The condition in these plants for years has caused injuries to thousands of workers. So I come to you with a heavy heart asking that you consider my request along with the others that are being made on behalf of thousands of workers and have been injured in the poultry industry.
Responses from federal agencies and the Commission
After the petitioners spoke to the Commission about the human-rights abuses occurring the US meat and poultry industries, representatives from US government agencies also had a chance to testify. Andrew Levinson, Deputy Director of the Directorate of Standards and Guidance at OSHA, echoed several of the petitioners' points about the high injury and illness rates among meat and poultry workers, and noted that several factors -- repetition, force, posture, and temperature -- can affect the development of musculoskeletal disorders. He explained that OSHA has limited enforcement resources and that the agency's rulemaking process takes many years to complete. Levinson mentioned several steps OSHA is taking to address worker health and safety in these industries, including a National Emphasis Program on amputations, partnerships with the consulates of several Latin American countries whose citizens work in meat and poultry processing, and outreach to vulnerable workers (in Spanish as well as English) that stresses the confidentiality of complaints filed with OSHA.
Rachel Edelstein, Assistant Administrator of the Office of Policy and Program Development at USDA's Food Safety and Inspection Services (FSIS), spoke about the need to modernize poultry inspections to better address the bacteria responsible for foodborne illnesses. (It's worth noting that many food inspectors and food-safety advocates warn that the proposed system will not only be harmful to workers, but will likely fail to improve food safety.) Edelstein testified that FSIS does not have authority or expertise on worker safety, but will continue to collaborate with OSHA. This was a disappointingly vague response, but it wasn't surprising.
Commissioners' questions following the testimony were focused mainly on better understanding the problem, including how meat and poultry processing conditions affect immigrants and how unions are, or could be, involved. Commissioner Emilio Álvarez Icaza commented that it appears US agencies are not doing enough to address the problem. Commissioner Rose-Marie Antoine, who chaired the hearing, told the audience that the Commission will continue to monitor the situation.

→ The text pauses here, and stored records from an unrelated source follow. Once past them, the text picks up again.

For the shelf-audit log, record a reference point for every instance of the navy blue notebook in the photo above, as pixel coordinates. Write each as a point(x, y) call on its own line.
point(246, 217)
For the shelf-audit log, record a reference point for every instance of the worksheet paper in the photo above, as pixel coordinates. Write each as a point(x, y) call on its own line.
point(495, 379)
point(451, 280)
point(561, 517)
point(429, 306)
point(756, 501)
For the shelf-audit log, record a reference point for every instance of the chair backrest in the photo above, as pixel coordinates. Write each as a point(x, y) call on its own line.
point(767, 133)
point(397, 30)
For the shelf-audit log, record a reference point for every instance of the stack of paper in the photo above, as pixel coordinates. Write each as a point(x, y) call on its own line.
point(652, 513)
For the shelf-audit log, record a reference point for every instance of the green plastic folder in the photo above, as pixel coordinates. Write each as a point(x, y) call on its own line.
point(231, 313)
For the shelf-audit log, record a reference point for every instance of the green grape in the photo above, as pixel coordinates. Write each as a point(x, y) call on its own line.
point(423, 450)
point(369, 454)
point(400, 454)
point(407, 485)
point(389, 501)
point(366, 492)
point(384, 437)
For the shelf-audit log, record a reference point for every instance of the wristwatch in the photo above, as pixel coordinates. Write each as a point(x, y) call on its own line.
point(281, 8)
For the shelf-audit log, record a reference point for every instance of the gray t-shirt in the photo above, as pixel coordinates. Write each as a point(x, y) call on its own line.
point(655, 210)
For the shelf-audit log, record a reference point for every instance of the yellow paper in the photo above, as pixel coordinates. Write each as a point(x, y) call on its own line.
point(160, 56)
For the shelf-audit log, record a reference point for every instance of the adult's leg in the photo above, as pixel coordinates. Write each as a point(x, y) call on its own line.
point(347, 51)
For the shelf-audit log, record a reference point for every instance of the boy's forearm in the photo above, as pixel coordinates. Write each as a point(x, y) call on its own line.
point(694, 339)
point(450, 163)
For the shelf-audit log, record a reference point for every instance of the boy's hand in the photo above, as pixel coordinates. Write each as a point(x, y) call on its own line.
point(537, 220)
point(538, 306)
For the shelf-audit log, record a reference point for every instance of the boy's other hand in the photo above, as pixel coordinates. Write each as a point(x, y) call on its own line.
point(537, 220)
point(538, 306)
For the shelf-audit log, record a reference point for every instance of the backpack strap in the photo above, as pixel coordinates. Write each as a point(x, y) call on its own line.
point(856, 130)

It remains to be seen whether USDA will issue a final version of its "modernization" rule, which will shift food-inspection responsibility from federal inspectors to poultry companies and allow processing plants to run their lines at speeds beyond the worker-damaging pace allowed today. With their appearance before the Inter-American Commission on Human Rights, poultry workers and advocates continue to show why we need to be just as concerned about working conditions as we are about food safety.